As summer slowly wanes, so too does my enthusiasm for this most unpredictable of British seasons. My fingers, eyes, legs and toes are tightly crossed for a sudden heat wave and it is precisely this mangled posture and the lacklustre weather that have driven me to cook indoors, he types, kicking the cobweb coated barbecue back into submission in the corner of the garden shed. Even the plane trees have sorrily scanned the elements before crinkling up their brown ends and drooping into a leafy sigh.

I follow a group on Linked In called Slow Food. Its basically a forum for people who value fresh, seasonal ingredients cooked lovingly and slowly. Subjects vary from how to grow your own organic vegetables to what is the best way to make maple glazed ribs or where to buy superior kitchen equipment. Its a good thread to follow and I’d recommend it to any fellow foodies.

My interest piqued at a thread on risotto, as I find making risottos great fun. A question was posted asking the group what people’s favourite risotto ingredients were and I was really intrigued by some of the answers. One contributor suggested the less you add, the better, and suggested cooking it with just olive oil, garlic, parmesan and a small knob of butter. I’d love to sample it, but time in the kitchen is so precious and I can’t resist experimenting with new and adventurous ingredients; so the one that really grabbed me was pear, walnut and gorgonzola. So last night I made it, using Dolcelatte instead of Gorgonzola as I prefer the smoothness and creaminess of Dolcelatte (although it has a 50% higher fat content …oops); then the final flourish of adding chives. It was outstanding and my guest went so far as to give it ten out of ten, so whatever happens, DO try this at home!


1/4 tsp Coarse ground black pepper

6 small / 4 medium sized shallots sliced thinly

3 cloves of garlic, chopped fine

1 glass dry white wine

700g organic Arborio rice

500ml vegetable stock

Four medium or three large Conference pears coarsely diced.

150g Dolcelatte cheese

20 g freshly chopped chives

To start with, heat a heavy bottomed pan and coarsely grind some black peppercorns in to the dry pan.
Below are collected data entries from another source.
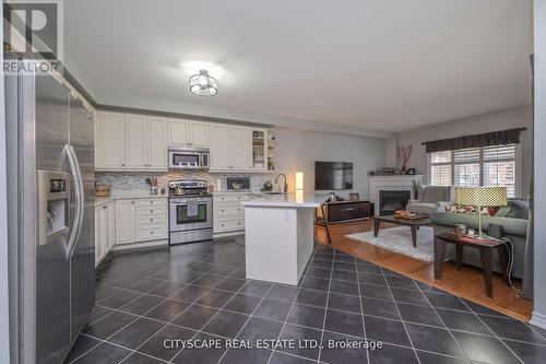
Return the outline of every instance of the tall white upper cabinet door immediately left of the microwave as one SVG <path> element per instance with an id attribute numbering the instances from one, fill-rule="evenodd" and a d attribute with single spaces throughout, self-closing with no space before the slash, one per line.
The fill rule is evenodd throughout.
<path id="1" fill-rule="evenodd" d="M 167 167 L 167 119 L 146 117 L 146 166 L 151 168 Z"/>

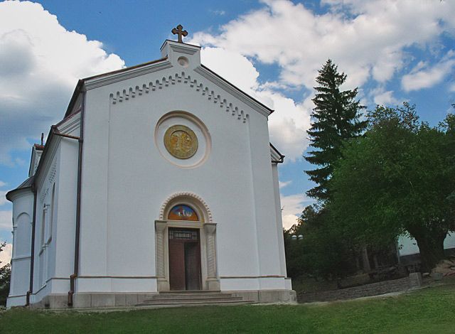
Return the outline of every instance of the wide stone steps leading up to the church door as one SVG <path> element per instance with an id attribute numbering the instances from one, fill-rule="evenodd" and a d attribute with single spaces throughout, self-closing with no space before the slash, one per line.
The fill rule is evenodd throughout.
<path id="1" fill-rule="evenodd" d="M 232 296 L 232 293 L 218 291 L 178 291 L 147 296 L 137 306 L 203 306 L 245 303 L 254 303 L 254 301 L 244 301 L 242 297 Z"/>

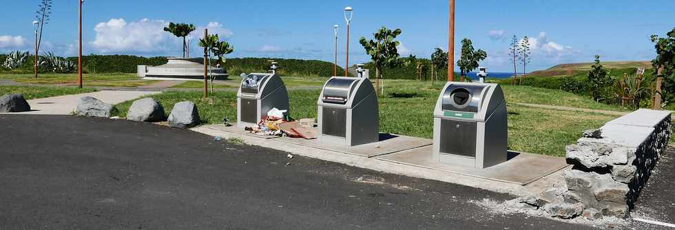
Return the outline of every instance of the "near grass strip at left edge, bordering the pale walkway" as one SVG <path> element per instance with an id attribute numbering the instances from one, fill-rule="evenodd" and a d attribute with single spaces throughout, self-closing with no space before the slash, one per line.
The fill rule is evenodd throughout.
<path id="1" fill-rule="evenodd" d="M 66 94 L 82 94 L 94 91 L 96 90 L 86 87 L 80 89 L 77 87 L 0 85 L 0 96 L 5 94 L 23 94 L 23 98 L 26 100 Z"/>

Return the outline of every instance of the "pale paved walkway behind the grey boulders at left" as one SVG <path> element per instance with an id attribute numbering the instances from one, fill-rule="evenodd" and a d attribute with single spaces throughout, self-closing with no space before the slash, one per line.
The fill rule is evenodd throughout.
<path id="1" fill-rule="evenodd" d="M 122 103 L 124 101 L 133 100 L 141 96 L 158 94 L 160 92 L 154 91 L 110 91 L 103 90 L 98 92 L 90 92 L 85 94 L 71 94 L 64 96 L 54 96 L 48 98 L 38 98 L 28 100 L 31 111 L 19 112 L 12 114 L 51 114 L 51 115 L 67 115 L 73 112 L 77 107 L 77 101 L 83 96 L 93 96 L 109 104 Z M 1 113 L 0 113 L 1 114 Z"/>

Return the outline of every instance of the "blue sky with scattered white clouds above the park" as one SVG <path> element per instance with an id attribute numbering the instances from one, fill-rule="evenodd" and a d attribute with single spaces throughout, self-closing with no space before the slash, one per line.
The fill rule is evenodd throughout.
<path id="1" fill-rule="evenodd" d="M 0 0 L 0 53 L 33 50 L 32 21 L 38 0 Z M 351 6 L 350 64 L 369 61 L 359 38 L 372 39 L 382 26 L 400 28 L 402 56 L 429 58 L 448 47 L 448 1 L 160 1 L 86 0 L 83 5 L 83 54 L 180 56 L 182 42 L 163 31 L 169 22 L 194 23 L 191 56 L 200 55 L 203 29 L 234 46 L 228 57 L 276 57 L 333 61 L 333 25 L 339 25 L 338 64 L 344 65 L 346 23 Z M 527 71 L 559 63 L 646 61 L 654 58 L 651 34 L 675 27 L 672 0 L 457 0 L 455 54 L 459 41 L 471 39 L 488 58 L 488 72 L 512 72 L 508 45 L 515 35 L 530 37 Z M 77 55 L 77 1 L 54 0 L 41 52 Z M 201 51 L 203 52 L 203 50 Z M 523 66 L 518 63 L 519 72 Z"/>

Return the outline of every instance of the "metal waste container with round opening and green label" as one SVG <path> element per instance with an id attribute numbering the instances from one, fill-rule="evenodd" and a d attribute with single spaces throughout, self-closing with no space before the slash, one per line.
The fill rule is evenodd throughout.
<path id="1" fill-rule="evenodd" d="M 448 82 L 434 109 L 433 156 L 483 169 L 506 161 L 506 101 L 490 83 Z"/>

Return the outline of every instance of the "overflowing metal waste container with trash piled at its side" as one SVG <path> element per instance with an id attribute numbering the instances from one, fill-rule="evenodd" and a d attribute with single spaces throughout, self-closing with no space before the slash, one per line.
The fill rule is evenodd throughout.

The heat will release their aroma which you then capture by pouring on a good glug of olive oil and frying the shallots and garlic for two minutes. Add the rice and stir really well to ensure all the grains are coated, then thrown in the pear and walnut, pour in the wine and stir again. Keep topping up the mixture with ladles full of hot stock, and stirring constantly on a lowish heat. Maintain this action for 15 minutes and at the 10th minute add the Dolcelatte. At the end, once you’ve taken it off the heat, add the chives and stir through, then serve with some steamed broccoli or fresh salad.